Diálogo competitivo: a porta de entrada da inovação nas compras públicas
Das modalidades trazidas pela Lei nº 14.133/2021, o diálogo competitivo é a mais inovadora e, até pouco tempo, a menos utilizada. Definido no artigo 6º, inciso XLII, e detalhado no artigo 32, ele rompe com a lógica tradicional da licitação: em vez de a Administração publicar um objeto fechado e esperar propostas, ela conversa com licitantes previamente selecionados para desenvolver a solução que vai contratar.
Quando cabe
O diálogo competitivo não substitui o pregão nem a concorrência. Ele é reservado a contratações complexas, nas três hipóteses do artigo 32:
- quando o objeto envolve inovação tecnológica ou técnica;
- quando as soluções disponíveis no mercado não atendem plenamente à necessidade do órgão;
- quando não é possível definir com precisão as especificações técnicas antes da contratação.
São exatamente as situações em que o método tradicional falha. Especificar com rigor algo que ainda não existe de forma pronta é uma contradição — e é essa lacuna que o diálogo competitivo preenche.
Como funciona na prática
O procedimento ocorre em três fases encadeadas. Primeiro, a pré-seleção: a Administração publica edital convocando interessados e seleciona, por critérios objetivos, os que participarão.
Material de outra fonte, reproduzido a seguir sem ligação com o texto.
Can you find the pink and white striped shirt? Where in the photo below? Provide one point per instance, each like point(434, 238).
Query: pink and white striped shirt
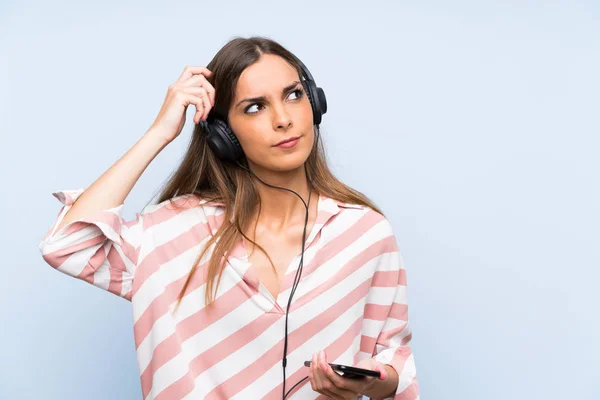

Em seguida, a fase de diálogos: a comissão conversa com cada licitante selecionado para amadurecer uma ou mais alternativas capazes de atender à necessidade pública. Por fim, encerrados os diálogos, os licitantes apresentam sua proposta final, julgada conforme as regras definidas.
O artigo 32, § 1º, exige que o certame seja conduzido por uma comissão de contratação composta por, no mínimo, três servidores efetivos ou empregados públicos, admitida a contratação de assessoria técnica especializada. Os profissionais envolvidos assinam termo de confidencialidade e se abstêm de situações de conflito de interesses — uma salvaguarda necessária, já que o diálogo expõe soluções e dados sensíveis dos participantes.
O que mudou em 2025
Durante anos, o instituto permaneceu praticamente parado: faltava regulamentação que desse segurança jurídica aos gestores, que preferiam o caminho mais familiar das audiências e consultas públicas. Esse cenário mudou. Ao fim de 2025, o Ministério da Gestão e da Inovação em Serviços Públicos editou a regulamentação federal do diálogo competitivo, disciplinando o artigo 32 no âmbito da Administração federal direta, autárquica e fundacional. Com regras de procedimento claras, a modalidade ganha aplicabilidade real — e tende a deixar de ser exceção.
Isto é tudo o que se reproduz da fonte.